In the heart of Kentucky Bluegrass Country sits the village of Pleasant Hill. This outdoor living history museum showcases the culture and heritage of a historic Shaker village, with 14 original buildings, Shaker music performers and craftspeople demonstrating traditional Shaker crafts, like broom making, woodworking, weaving and spinning.
Visiting Plimoth Plantation is like walking through a 17th-century village where the Pilgrims once set up a maritime community upon arriving from England. Highlights include the Plimoth Gristmill, a working, water-powered mill, and the restored Mayflower II, a recreation of a 17th-century sailing vessel.

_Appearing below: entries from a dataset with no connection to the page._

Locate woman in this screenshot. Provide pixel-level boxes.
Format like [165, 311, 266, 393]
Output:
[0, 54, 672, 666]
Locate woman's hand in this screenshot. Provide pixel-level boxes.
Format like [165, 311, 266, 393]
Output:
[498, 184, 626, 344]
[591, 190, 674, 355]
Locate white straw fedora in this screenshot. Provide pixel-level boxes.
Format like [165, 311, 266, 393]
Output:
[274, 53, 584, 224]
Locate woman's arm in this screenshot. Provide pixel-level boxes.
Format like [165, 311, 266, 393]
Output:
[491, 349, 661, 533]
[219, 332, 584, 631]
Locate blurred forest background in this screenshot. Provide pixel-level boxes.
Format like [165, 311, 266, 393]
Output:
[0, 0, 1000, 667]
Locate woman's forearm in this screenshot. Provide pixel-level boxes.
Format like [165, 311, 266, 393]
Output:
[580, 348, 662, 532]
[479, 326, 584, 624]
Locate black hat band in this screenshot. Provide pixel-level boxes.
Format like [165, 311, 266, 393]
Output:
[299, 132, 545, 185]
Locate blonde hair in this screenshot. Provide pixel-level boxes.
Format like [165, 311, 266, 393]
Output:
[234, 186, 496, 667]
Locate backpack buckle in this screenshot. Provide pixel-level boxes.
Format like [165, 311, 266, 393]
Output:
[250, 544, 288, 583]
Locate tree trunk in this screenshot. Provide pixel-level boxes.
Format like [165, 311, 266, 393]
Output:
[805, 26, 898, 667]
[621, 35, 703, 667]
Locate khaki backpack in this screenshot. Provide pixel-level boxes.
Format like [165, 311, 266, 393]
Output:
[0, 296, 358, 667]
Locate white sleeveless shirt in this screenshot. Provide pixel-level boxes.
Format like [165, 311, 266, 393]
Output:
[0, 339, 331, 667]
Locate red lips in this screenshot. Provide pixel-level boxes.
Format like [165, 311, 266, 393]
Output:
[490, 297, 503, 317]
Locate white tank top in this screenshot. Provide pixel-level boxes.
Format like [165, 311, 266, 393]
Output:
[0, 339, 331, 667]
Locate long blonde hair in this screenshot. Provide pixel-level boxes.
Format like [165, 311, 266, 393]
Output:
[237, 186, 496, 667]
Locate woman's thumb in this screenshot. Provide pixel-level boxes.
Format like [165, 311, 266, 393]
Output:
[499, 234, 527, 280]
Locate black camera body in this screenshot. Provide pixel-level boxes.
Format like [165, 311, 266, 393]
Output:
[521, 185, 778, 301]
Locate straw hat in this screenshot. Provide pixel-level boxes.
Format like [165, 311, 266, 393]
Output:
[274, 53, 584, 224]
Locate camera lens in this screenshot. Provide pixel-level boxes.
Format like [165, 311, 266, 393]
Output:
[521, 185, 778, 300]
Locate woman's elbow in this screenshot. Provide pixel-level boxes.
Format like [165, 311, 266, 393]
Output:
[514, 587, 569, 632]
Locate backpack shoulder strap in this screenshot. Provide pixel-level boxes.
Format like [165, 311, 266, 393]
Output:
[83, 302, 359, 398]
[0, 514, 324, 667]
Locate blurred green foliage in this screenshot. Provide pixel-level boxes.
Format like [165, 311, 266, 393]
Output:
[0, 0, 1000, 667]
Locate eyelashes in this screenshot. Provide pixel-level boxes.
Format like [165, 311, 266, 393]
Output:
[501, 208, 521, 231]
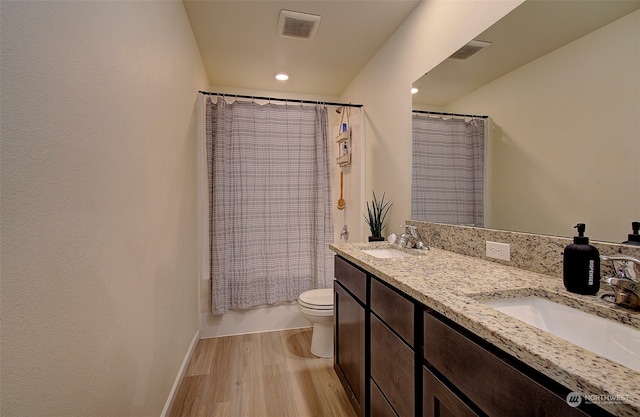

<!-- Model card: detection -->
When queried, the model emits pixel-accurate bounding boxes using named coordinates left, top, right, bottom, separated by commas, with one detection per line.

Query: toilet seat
left=298, top=288, right=333, bottom=310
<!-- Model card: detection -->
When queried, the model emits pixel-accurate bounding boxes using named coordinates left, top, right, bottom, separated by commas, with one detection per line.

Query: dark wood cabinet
left=369, top=379, right=398, bottom=417
left=334, top=256, right=613, bottom=417
left=334, top=257, right=367, bottom=417
left=422, top=368, right=480, bottom=417
left=371, top=315, right=416, bottom=417
left=423, top=311, right=609, bottom=417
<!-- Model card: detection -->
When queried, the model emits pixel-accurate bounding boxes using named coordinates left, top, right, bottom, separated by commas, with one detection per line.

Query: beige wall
left=341, top=0, right=522, bottom=239
left=447, top=11, right=640, bottom=242
left=0, top=1, right=207, bottom=417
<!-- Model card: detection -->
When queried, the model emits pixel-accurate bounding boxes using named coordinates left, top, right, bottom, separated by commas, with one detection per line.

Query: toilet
left=298, top=288, right=333, bottom=358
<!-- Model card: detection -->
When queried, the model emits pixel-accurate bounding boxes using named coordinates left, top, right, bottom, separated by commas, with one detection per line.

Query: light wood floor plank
left=170, top=328, right=356, bottom=417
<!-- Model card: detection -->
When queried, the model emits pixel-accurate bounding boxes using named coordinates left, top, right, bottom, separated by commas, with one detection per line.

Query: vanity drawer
left=371, top=314, right=416, bottom=417
left=371, top=278, right=414, bottom=346
left=424, top=312, right=588, bottom=417
left=334, top=256, right=367, bottom=303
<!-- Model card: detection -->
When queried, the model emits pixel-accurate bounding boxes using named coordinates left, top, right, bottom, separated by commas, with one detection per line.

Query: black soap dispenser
left=562, top=223, right=600, bottom=295
left=622, top=222, right=640, bottom=246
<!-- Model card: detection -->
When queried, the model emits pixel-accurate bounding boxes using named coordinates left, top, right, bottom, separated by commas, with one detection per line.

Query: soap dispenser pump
left=622, top=222, right=640, bottom=246
left=562, top=223, right=600, bottom=295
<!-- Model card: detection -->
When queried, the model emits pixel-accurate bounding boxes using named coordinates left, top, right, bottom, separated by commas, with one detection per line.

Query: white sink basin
left=362, top=249, right=413, bottom=258
left=481, top=297, right=640, bottom=372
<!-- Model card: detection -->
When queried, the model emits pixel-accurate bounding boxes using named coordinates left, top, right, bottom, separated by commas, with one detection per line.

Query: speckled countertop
left=330, top=243, right=640, bottom=417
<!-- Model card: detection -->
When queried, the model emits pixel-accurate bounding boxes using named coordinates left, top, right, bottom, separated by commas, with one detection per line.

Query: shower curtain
left=411, top=113, right=485, bottom=227
left=205, top=97, right=333, bottom=314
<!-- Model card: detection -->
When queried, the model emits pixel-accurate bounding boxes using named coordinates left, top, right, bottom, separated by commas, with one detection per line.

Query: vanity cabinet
left=370, top=277, right=416, bottom=417
left=334, top=256, right=613, bottom=417
left=334, top=256, right=367, bottom=417
left=423, top=309, right=608, bottom=417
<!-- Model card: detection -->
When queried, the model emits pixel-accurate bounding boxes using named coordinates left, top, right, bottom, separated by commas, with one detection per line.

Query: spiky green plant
left=362, top=191, right=393, bottom=237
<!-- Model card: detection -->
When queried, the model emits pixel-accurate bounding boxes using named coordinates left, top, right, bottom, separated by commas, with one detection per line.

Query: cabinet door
left=334, top=282, right=365, bottom=416
left=424, top=312, right=592, bottom=417
left=422, top=368, right=478, bottom=417
left=371, top=278, right=414, bottom=347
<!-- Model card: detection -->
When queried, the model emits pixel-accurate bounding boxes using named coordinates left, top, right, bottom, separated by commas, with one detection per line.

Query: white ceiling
left=183, top=0, right=640, bottom=101
left=413, top=0, right=640, bottom=107
left=183, top=0, right=420, bottom=96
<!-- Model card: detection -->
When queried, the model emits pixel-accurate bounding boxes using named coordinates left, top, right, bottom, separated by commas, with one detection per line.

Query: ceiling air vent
left=449, top=40, right=491, bottom=61
left=278, top=10, right=320, bottom=39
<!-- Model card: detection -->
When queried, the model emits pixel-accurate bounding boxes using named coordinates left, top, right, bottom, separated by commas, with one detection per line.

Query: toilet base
left=311, top=322, right=333, bottom=358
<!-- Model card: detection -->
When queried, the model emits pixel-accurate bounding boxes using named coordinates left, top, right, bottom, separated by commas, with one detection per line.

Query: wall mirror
left=413, top=0, right=640, bottom=242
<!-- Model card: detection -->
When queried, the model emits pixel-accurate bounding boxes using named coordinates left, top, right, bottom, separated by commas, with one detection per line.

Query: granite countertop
left=330, top=243, right=640, bottom=417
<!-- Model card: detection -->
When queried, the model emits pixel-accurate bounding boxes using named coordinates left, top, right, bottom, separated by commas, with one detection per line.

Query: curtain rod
left=411, top=110, right=489, bottom=119
left=198, top=91, right=362, bottom=107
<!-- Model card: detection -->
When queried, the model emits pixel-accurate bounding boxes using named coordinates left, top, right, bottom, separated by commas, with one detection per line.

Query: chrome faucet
left=600, top=255, right=640, bottom=309
left=399, top=225, right=429, bottom=250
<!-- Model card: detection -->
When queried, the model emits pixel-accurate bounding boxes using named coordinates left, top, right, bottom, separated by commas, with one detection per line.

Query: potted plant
left=362, top=191, right=393, bottom=242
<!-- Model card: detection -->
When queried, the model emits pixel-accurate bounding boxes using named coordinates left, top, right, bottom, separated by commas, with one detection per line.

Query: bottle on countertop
left=622, top=222, right=640, bottom=246
left=562, top=223, right=600, bottom=295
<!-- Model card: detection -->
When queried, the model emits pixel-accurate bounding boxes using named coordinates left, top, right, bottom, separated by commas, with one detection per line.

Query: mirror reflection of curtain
left=411, top=113, right=486, bottom=227
left=205, top=98, right=333, bottom=314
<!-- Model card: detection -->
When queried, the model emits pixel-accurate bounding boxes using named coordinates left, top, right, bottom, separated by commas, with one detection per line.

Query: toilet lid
left=298, top=288, right=333, bottom=310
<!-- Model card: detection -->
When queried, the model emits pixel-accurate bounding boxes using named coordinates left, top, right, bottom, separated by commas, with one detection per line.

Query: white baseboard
left=160, top=329, right=200, bottom=417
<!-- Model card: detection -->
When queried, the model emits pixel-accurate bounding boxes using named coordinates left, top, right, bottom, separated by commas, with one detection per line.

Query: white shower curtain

At New Mexico's Acoma Pueblo, history doesn't so much come to life as it says alive through a Federally recognized tribe who has managed to preserve its architecture, family life and religious traditions for hundreds of years. Staff of the Sky City Cultural Center offer tours of the historic pueblo perched atop a 367-foot sandstone mesa.
If you've ever wondered what it must have been like to live in the Wild West, pay a visit to Tombstone, AZ. The Town Too Tough to Die allows families to sip sarsaparilla while listening to Jimmy Apel, the Singing Cowboy of Tombstone or watching the famous gunfight at the OK Corral. Here, Wyatt Earp still patrols the same streets where you can ride a traditional horse-drawn stagecoach.
If you want to learn about life as a viking – or experience a taste of it firsthand – you'll have to cross the Pond to the Jorvik Viking Centre in Yorkshire. Located on the same ground where the viking town of Jorvik stood more than 1,000 years ago, Jorvik Viking Centre comes complete with pigsties and a fish market.
Located in the town of Mystic, Connecticut, the Mystic Seaport is an open air maritime museum that brings to life a 19th-century maritime village. More than 30 trade shops occupy the historic buildings of the village, where you can ride a horse-drawn carriage or learn how to set the sails on a square rigged ship.
Lincoln's New Salem State Historic Site, located just a few miles south of Springfield, is a recreation of Abraham Lincoln's homestead during the 1830s, before he became President of the United States. Explore the 23 historic and renovated log cabins and experience what daily life was like for Abe during his young adult years.